Want to avoid the "freshman 15" and maintain a healthy diet that includes fruits and vegetables? Smoothies, smoothies, smoothies. We like personal blenders better than traditional ones because they're more compact, the blending container doubles as a cup and they come with lids to make them to-go cups so you can sip on your way to class (or as you log in to your laptop at the kitchen island again). We've enjoyed the Nutri Ninja Pro, which has been discontinued, but this NutriBullet Magic Bullet is a No. 1 bestseller for good reason. It can crush through ice, seeds, skins and stems for a smooth, even consistency. Ice and frozen fruit is no match for this nifty little machine, so it's great for cold, healthy drinks and smoothies. And, ahem, margaritas…

Hamilton Beach

This should've been No. 1, really. You might try to schedule all your classes late in the day, but inevitably, there will be at least one 8 a.m. class (uggghhh) that you have to take. Now regular coffee makers have a 12-cup max capacity, which as ambitious as you are, might just be unnecessary. Plus it's large and takes up a lot of precious space. Enter this top-rated model, which is slim, shiny and uses a mesh scoop filter so you can choose your preferred coffee grounds. The maker brews an 8-ounce cup in 90 seconds, but you're gonna want a 14-ounce travel mug's worth, and that only takes about two-and-a-half minutes to fill up.

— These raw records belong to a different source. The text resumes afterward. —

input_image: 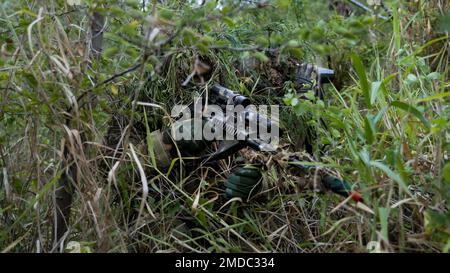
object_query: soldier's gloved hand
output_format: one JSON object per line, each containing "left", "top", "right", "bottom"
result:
{"left": 295, "top": 63, "right": 318, "bottom": 93}
{"left": 148, "top": 118, "right": 211, "bottom": 169}
{"left": 224, "top": 165, "right": 262, "bottom": 201}
{"left": 163, "top": 118, "right": 212, "bottom": 157}
{"left": 295, "top": 63, "right": 334, "bottom": 98}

A big wooden spoon, a spatula, a serving spoon, a can opener, measuring spoons, measuring cups, a peeler and a sharp knife are all little things you could forget when you're selecting your silverware, plates, cups and bowls. While this set doesn't have all of those items, it does include a pretty impressive roster of basic tools. You can definitely find more colorful sets if style matters to you, but this basic collection is cheap and includes both a bottle opener and a pizza cutter, which you just might end up using more than the rest.


One of the most frequent questions you'll ask yourself in college is, "Wait, do I even have time to eat?" It's sad, but it's the truth. You'll need appliances that will help you prepare food in no time so that you don't starve if you're running late to class or an internship or wherever you need to be. This quesadilla maker is cheap and perfect for a quick and easy lunch! And there's really no shame in being the person who runs around campus frantically shoving a quesadilla in your face. We've all been there.

A waffle maker is a worthy alternative (and is far more versatile than you think; by the same token, the quesadilla maker should be too).


I don't know if everyone is still drinking fruit-infused water, but I am, so this is important. While not technically a cooking item, a reusable water bottle is a smart thing to have in your dorm. Why keep buying water bottles when you can run tap water through a filter for free? And with this sturdy and slick-looking HYDY water bottle (which comes in a ton of great colors), you can add tea, lemons, berries or whatever your heart desires to that all-important H2O.

Even more of an essential than coffee (gasp!), is clean, drinkable water. A filtered water pitcher is a great way to have the most necessary sustenance around all the time. Even if you can't fit it in your fridge, you want this. There are many kinds, but a slim design works best for your limited space. The Brita 5-Cup Space Saver BPA-free water pitcher fits this bill, with color options of white, turquoise and red.

If the dorm allows it, an Instant Pot is a no-brainer, and this compact mini version is a great fit for small spaces (and those who might not want to deal with five pounds of pulled pork at a time). This particular model doesn't do yogurt, but it does double as a rice cooker and steamer -- and of course it churns out quick dinners, breakfast and perfect boiled eggs every time.

Also: Microwave-safe food storage containers with lids, like Tupperware, as well as shatter-proof and microwave-safe dishes, are a great idea. A small cutting board wouldn't hurt either. Oh, and maybe a tea towel, pot holder and trivet, too (sigh). You gotta stop somewhere, though. Bon voyage!